The Fed's hawkish stance on gold could lead to the worst quarter-end loss for gold in 13 years
The Fed's hawkish stance on gold could lead to the worst quarter-end loss for gold in 13 years

Gold rose a little?on Tuesday, but it was on track to suffer its biggest quarterly drop?in the last 13 years as inflation fears arising from the Middle East conflict fueled expectations that the U.S. Federal Reserve would raise interest rates.

By 1:40 pm, spot gold had risen 0.3% to $4 027.03 an ounce. ET (1740 GMT), after reaching its lowest level in November. Prices have fallen 11.2% so far in June.

U.S. gold futures settled at $4,038.50 an ounce, a largely unchanged price.

The precious metal is headed for its first quarter decline since 2024, and its steepest drop since the second quarter 2013, when inflation fears were stoked by the Gulf conflict.

Gold is often seen as a "hedge" against inflation. However, rising rates can weigh heavily on this non-yielding material.

Edward Meir is a Marex analyst. He said that the markets were a bit uneasy over the stability of the MOU. This has put pressure on the price of gold, as people don't see much light at the end.

A Qatari official has said that top U.S. diplomats in Doha won't hold a meeting at a high level with Iran. This casts doubt on progress made to end the Iran War.
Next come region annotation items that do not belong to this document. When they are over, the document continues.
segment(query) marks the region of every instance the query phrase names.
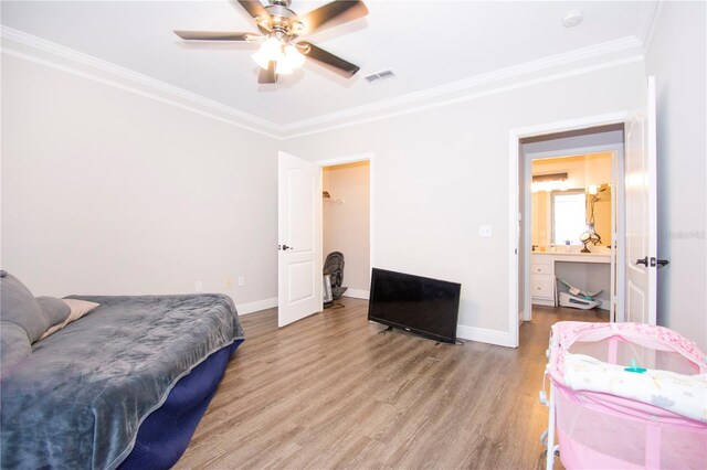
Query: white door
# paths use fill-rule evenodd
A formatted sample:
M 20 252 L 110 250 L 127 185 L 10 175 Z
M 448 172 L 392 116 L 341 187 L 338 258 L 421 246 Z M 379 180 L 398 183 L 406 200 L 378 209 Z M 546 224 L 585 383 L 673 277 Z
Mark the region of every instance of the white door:
M 323 309 L 320 169 L 278 154 L 277 325 Z
M 647 109 L 626 126 L 626 321 L 656 323 L 657 224 L 655 79 Z

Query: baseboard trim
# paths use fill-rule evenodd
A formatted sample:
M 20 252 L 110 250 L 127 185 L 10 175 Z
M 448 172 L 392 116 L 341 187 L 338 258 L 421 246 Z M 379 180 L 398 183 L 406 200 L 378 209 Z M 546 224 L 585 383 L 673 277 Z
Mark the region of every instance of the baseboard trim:
M 253 312 L 258 312 L 261 310 L 272 309 L 277 307 L 277 297 L 273 297 L 271 299 L 256 300 L 254 302 L 247 303 L 236 303 L 235 309 L 239 311 L 239 314 L 249 314 Z
M 370 291 L 363 289 L 346 289 L 346 292 L 342 293 L 342 297 L 351 297 L 354 299 L 363 299 L 368 300 L 370 298 Z
M 478 341 L 482 343 L 513 348 L 510 343 L 510 335 L 507 331 L 488 330 L 486 328 L 458 324 L 456 327 L 456 335 L 462 340 Z

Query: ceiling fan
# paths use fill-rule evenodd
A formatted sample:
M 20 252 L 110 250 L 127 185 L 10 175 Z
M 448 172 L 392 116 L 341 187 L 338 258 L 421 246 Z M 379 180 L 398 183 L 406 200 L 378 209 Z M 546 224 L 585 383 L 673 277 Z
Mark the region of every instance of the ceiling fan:
M 356 20 L 368 14 L 361 0 L 335 0 L 310 12 L 297 15 L 289 9 L 291 0 L 238 0 L 260 30 L 260 33 L 218 31 L 175 31 L 188 41 L 245 41 L 262 42 L 253 60 L 261 66 L 257 83 L 275 83 L 278 75 L 292 73 L 310 58 L 337 74 L 350 78 L 359 66 L 338 57 L 308 41 L 306 36 L 325 28 Z

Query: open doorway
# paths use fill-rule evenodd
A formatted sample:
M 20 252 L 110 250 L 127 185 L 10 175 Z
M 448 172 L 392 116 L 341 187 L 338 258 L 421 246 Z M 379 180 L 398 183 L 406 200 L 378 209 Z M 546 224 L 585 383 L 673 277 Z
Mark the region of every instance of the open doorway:
M 608 318 L 613 314 L 615 158 L 616 152 L 604 151 L 531 159 L 532 307 L 597 308 Z
M 623 122 L 519 139 L 520 320 L 571 301 L 563 281 L 623 318 L 624 140 Z
M 340 253 L 342 296 L 358 299 L 368 299 L 370 290 L 370 159 L 321 164 L 323 266 L 328 255 Z

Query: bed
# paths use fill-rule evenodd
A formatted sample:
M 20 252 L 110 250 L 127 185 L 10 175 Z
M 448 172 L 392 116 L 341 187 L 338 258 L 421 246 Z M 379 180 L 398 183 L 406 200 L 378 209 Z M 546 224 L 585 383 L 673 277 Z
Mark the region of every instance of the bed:
M 171 467 L 244 339 L 231 298 L 34 298 L 0 276 L 2 468 Z

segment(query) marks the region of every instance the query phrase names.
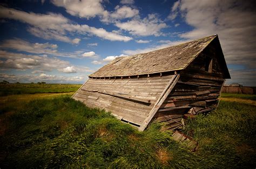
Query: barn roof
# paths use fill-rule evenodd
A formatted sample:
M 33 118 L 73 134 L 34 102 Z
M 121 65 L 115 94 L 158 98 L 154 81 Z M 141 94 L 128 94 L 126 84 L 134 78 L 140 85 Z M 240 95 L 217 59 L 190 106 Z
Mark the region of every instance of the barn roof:
M 217 37 L 211 36 L 154 51 L 117 58 L 89 76 L 125 76 L 182 70 Z

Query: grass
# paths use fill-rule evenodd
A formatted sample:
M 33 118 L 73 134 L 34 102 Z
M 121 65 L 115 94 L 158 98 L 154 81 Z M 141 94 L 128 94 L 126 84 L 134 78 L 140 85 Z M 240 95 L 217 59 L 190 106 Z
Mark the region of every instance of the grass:
M 255 95 L 247 95 L 243 94 L 234 94 L 234 93 L 221 93 L 221 97 L 223 98 L 235 98 L 245 100 L 251 100 L 256 101 Z
M 0 84 L 0 96 L 25 94 L 68 93 L 77 90 L 81 85 L 71 84 Z
M 199 142 L 191 152 L 153 124 L 139 132 L 69 95 L 0 105 L 3 168 L 255 167 L 256 107 L 221 101 L 183 131 Z M 23 104 L 21 104 L 22 102 Z M 12 104 L 12 106 L 8 106 Z M 17 106 L 18 109 L 13 107 Z

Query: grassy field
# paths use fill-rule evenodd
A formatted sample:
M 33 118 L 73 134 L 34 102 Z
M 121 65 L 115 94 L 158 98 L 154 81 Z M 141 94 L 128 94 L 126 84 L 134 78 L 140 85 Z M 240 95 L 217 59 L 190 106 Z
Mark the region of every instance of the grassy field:
M 75 91 L 82 84 L 0 84 L 0 96 L 15 94 L 56 93 Z
M 235 98 L 256 101 L 256 95 L 245 95 L 242 94 L 222 93 L 223 98 Z
M 0 167 L 256 166 L 256 106 L 234 101 L 236 95 L 186 122 L 183 132 L 199 142 L 191 152 L 160 124 L 139 132 L 70 98 L 72 93 L 1 97 L 13 101 L 0 105 Z

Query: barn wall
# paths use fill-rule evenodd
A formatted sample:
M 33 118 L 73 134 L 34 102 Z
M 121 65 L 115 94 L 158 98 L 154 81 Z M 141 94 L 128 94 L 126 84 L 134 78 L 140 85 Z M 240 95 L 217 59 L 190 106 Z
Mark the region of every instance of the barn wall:
M 89 107 L 103 108 L 139 126 L 173 76 L 89 79 L 73 98 Z
M 211 72 L 205 71 L 205 61 L 209 57 L 213 59 Z M 165 123 L 166 129 L 174 129 L 181 126 L 182 117 L 188 111 L 202 113 L 215 108 L 225 80 L 219 62 L 214 46 L 210 45 L 180 73 L 179 80 L 155 115 L 155 120 Z

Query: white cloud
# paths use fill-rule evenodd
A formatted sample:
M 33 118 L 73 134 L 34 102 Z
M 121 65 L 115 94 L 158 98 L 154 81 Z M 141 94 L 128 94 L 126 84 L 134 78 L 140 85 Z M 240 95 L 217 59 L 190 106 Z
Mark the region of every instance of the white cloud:
M 98 60 L 93 60 L 93 61 L 91 62 L 91 63 L 94 65 L 101 65 L 103 64 L 103 62 L 100 61 L 98 61 Z
M 52 0 L 51 2 L 57 6 L 66 9 L 66 11 L 69 14 L 80 18 L 89 19 L 107 12 L 101 4 L 102 0 Z
M 52 78 L 55 78 L 56 76 L 55 75 L 50 75 L 49 74 L 45 74 L 44 73 L 41 73 L 38 77 L 41 78 L 41 79 L 52 79 Z
M 68 66 L 62 69 L 58 69 L 58 71 L 66 73 L 77 73 L 77 70 L 73 66 Z
M 95 55 L 95 52 L 85 52 L 83 54 L 83 57 L 92 57 Z
M 139 43 L 139 44 L 146 44 L 146 43 L 150 43 L 151 41 L 151 40 L 135 40 L 137 43 Z
M 103 60 L 104 61 L 109 62 L 109 61 L 112 61 L 112 60 L 114 60 L 114 59 L 116 59 L 117 58 L 122 57 L 126 57 L 126 56 L 127 56 L 127 55 L 125 55 L 125 54 L 122 54 L 119 55 L 119 56 L 109 56 L 109 57 L 107 57 L 105 58 L 104 59 L 103 59 Z
M 0 44 L 0 48 L 13 49 L 19 51 L 25 51 L 33 53 L 52 54 L 57 52 L 56 44 L 48 43 L 44 44 L 31 43 L 21 39 L 5 40 Z
M 88 44 L 87 44 L 87 45 L 90 46 L 98 46 L 98 44 L 97 43 Z
M 39 75 L 33 74 L 0 74 L 0 80 L 7 80 L 10 82 L 36 82 L 44 81 L 47 83 L 80 83 L 84 82 L 87 79 L 86 75 L 80 76 L 57 76 L 45 73 L 41 73 Z
M 178 41 L 170 41 L 170 40 L 160 40 L 158 43 L 162 43 L 163 44 L 159 45 L 153 45 L 151 47 L 139 48 L 135 50 L 124 50 L 123 52 L 126 55 L 131 55 L 136 54 L 144 53 L 151 51 L 153 51 L 160 49 L 162 49 L 165 47 L 174 46 L 179 44 L 182 44 L 187 41 L 188 40 L 178 40 Z
M 134 3 L 134 0 L 121 0 L 120 3 L 122 4 L 132 4 Z
M 167 19 L 174 20 L 175 18 L 176 18 L 178 14 L 178 10 L 180 5 L 180 1 L 178 1 L 174 3 L 171 8 L 171 12 L 167 17 Z
M 53 13 L 28 13 L 0 6 L 0 18 L 15 19 L 30 25 L 28 31 L 35 36 L 71 44 L 77 44 L 80 39 L 71 39 L 66 36 L 68 32 L 82 35 L 89 34 L 110 40 L 127 41 L 132 39 L 129 37 L 107 32 L 103 28 L 91 27 L 85 24 L 74 24 L 62 15 Z
M 173 5 L 172 6 L 172 12 L 174 12 L 175 11 L 177 11 L 178 9 L 178 7 L 179 6 L 179 5 L 180 4 L 180 2 L 179 1 L 176 1 L 174 2 L 173 4 Z
M 0 58 L 4 59 L 0 67 L 8 69 L 21 70 L 37 69 L 39 71 L 51 71 L 69 66 L 68 61 L 47 55 L 38 56 L 0 51 Z
M 44 71 L 34 71 L 31 72 L 33 74 L 36 74 L 36 73 L 44 73 Z
M 175 27 L 177 27 L 177 26 L 179 26 L 179 25 L 180 25 L 180 24 L 176 24 L 174 25 L 174 26 L 175 26 Z
M 132 18 L 139 14 L 138 10 L 127 6 L 120 7 L 118 5 L 115 9 L 116 11 L 110 14 L 110 17 L 114 19 Z
M 143 19 L 133 18 L 126 22 L 117 22 L 116 26 L 132 35 L 140 36 L 159 36 L 163 34 L 161 30 L 167 27 L 156 14 L 150 14 Z
M 103 59 L 103 61 L 110 61 L 114 60 L 115 58 L 118 57 L 118 56 L 109 56 Z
The U.S. readings of inflation remain stubbornly high, and far above the Fed's target of 2%. The Federal Reserve is expected to maintain interest rates at a high level for a long time and could even consider further rate increases," Meir stated, noting these expectations are weighing down on gold prices.
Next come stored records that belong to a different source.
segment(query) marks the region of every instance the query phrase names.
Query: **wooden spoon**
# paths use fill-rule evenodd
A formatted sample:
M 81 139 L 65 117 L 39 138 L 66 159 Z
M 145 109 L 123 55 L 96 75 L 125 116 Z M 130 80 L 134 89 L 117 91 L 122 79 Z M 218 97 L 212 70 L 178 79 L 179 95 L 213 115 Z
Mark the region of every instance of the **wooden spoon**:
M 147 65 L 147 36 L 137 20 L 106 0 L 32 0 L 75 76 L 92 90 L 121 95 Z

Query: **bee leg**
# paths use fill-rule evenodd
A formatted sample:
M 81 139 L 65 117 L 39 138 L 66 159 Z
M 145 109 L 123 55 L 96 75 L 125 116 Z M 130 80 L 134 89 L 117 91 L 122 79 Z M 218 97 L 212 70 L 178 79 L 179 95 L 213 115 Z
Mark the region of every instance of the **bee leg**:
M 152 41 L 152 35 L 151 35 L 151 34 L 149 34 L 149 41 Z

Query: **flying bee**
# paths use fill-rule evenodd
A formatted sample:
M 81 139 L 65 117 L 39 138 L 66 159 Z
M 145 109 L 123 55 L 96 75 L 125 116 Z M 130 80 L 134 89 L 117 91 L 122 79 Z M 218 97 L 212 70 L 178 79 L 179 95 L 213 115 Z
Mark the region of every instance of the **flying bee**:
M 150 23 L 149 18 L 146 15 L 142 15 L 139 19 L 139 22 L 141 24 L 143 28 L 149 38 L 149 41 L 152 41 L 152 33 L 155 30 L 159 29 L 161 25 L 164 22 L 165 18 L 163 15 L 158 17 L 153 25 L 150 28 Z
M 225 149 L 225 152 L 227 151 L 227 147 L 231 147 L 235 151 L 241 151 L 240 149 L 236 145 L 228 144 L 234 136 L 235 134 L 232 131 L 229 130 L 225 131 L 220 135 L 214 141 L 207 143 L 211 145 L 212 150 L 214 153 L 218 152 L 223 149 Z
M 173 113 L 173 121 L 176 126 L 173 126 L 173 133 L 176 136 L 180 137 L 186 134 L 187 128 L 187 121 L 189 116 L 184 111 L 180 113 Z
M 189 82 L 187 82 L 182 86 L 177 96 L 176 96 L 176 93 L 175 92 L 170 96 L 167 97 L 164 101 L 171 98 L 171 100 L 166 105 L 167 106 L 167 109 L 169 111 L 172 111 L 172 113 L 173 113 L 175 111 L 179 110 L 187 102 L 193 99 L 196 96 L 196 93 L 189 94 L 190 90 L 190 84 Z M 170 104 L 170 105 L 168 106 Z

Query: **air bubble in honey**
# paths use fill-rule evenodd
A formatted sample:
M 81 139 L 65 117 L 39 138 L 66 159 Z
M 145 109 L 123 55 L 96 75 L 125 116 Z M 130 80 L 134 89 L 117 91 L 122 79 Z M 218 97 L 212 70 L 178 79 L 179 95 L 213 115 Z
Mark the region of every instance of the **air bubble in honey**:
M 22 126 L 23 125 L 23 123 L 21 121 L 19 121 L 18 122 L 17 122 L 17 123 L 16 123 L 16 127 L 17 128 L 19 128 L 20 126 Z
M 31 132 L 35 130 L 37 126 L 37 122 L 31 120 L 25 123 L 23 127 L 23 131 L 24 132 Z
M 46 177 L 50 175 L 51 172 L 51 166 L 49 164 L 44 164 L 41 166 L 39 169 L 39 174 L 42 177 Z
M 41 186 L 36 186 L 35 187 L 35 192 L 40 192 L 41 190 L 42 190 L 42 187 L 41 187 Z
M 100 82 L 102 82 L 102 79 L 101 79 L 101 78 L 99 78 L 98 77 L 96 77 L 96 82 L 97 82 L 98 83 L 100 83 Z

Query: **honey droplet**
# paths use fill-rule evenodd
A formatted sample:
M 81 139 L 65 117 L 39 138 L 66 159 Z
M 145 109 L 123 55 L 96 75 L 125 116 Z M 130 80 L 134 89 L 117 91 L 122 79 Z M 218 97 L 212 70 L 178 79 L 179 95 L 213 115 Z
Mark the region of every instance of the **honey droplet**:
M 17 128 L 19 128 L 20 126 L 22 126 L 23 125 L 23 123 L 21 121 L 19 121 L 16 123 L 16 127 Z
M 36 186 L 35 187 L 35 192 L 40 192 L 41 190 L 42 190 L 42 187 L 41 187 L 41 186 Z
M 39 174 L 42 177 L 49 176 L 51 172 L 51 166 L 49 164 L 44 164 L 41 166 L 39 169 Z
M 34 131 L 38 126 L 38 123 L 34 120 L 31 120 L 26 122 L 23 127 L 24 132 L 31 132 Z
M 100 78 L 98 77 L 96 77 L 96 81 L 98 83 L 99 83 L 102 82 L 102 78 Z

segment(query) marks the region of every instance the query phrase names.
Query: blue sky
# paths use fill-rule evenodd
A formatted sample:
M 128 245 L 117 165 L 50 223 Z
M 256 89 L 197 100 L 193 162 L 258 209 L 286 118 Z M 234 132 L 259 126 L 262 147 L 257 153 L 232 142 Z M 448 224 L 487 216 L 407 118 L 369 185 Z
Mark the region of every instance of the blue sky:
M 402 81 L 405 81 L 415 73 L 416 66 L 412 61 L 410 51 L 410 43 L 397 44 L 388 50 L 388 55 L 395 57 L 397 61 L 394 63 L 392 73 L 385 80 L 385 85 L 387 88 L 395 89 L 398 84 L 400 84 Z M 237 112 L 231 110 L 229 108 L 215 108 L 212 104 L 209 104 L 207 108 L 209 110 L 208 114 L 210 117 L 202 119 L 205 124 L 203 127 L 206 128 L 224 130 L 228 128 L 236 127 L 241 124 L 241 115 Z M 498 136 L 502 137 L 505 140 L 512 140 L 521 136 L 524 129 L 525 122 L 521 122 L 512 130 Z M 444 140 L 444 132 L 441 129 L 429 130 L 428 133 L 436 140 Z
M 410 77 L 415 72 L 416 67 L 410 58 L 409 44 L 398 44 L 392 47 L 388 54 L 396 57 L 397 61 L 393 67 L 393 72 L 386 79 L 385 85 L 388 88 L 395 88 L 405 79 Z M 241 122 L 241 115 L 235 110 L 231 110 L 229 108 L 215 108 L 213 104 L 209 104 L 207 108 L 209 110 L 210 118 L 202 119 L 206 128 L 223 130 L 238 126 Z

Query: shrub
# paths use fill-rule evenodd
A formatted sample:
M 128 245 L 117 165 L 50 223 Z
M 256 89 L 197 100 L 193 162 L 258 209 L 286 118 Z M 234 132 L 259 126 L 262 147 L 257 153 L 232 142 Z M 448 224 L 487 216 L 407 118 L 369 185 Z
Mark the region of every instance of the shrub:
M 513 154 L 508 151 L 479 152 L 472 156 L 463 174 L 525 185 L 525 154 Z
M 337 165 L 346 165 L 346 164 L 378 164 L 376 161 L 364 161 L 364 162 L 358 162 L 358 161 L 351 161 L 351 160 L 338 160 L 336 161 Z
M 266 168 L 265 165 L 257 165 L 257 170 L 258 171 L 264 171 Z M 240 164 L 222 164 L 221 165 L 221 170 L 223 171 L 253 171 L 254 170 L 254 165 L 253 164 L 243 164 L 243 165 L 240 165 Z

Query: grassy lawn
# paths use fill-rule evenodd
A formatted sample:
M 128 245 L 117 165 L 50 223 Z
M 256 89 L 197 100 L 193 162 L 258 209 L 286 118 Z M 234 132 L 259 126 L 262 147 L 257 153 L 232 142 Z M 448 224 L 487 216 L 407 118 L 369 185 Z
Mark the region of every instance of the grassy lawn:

According to the CME FedWatch tool, traders are pricing in an?approximately 67% chance that interest rates will be raised in September. Investors will now be watching the ADP Employment Data due on Wednesday, and the U.S. nonfarm payrolls due on Thursday in order to gauge the Fed's monetary policies.
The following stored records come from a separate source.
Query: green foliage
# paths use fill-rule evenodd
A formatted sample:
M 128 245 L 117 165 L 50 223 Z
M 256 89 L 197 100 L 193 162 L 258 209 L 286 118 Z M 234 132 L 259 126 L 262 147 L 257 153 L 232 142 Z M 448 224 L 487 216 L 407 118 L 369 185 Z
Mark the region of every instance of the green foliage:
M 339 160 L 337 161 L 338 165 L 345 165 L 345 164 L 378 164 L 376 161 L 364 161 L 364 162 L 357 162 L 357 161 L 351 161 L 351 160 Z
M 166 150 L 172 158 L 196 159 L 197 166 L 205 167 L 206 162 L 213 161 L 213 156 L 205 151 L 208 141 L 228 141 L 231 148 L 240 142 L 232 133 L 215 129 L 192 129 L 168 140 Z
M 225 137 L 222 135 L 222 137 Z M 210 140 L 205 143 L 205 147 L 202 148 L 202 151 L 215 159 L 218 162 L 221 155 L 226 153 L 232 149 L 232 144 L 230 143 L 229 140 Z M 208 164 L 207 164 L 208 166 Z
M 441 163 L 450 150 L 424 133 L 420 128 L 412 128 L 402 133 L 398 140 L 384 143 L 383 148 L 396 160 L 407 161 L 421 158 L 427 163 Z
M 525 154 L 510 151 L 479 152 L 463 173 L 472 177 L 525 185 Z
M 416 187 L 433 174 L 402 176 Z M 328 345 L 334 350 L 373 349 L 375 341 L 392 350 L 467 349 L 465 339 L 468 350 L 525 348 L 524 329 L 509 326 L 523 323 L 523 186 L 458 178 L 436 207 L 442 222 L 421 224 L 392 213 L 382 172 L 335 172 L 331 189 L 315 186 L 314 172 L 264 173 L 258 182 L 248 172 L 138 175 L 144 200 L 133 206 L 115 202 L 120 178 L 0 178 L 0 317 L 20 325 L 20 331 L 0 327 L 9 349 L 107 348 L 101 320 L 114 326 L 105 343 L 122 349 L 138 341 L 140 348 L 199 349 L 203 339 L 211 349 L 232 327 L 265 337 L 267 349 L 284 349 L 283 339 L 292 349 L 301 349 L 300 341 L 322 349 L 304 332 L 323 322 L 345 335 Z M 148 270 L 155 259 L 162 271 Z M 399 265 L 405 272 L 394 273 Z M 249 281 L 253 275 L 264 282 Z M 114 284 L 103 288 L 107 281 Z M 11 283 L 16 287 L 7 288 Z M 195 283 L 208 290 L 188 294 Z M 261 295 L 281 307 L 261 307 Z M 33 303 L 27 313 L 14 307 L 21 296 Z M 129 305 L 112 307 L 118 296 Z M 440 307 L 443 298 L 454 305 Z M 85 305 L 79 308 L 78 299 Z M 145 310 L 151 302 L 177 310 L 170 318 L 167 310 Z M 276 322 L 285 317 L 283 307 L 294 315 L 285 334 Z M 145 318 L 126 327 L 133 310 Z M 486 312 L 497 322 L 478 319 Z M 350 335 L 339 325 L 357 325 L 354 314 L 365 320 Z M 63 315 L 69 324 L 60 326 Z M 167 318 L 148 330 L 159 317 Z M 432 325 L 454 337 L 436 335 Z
A survey by OMFIF revealed that central banks are more likely to reduce their U.S. Dollar exposure in the coming decade, due to increased geopolitical worries, and increase gold holdings over the near term.

Silver spot?rose by 1.9%, to $59.42 an ounce. It was on track for its worst quarterly decline since the first quarter 2020.

Palladium dropped 0.6% and platinum 1.6%, respectively, to $1,206.17. Both metals are on course to record monthly and quarterly losses.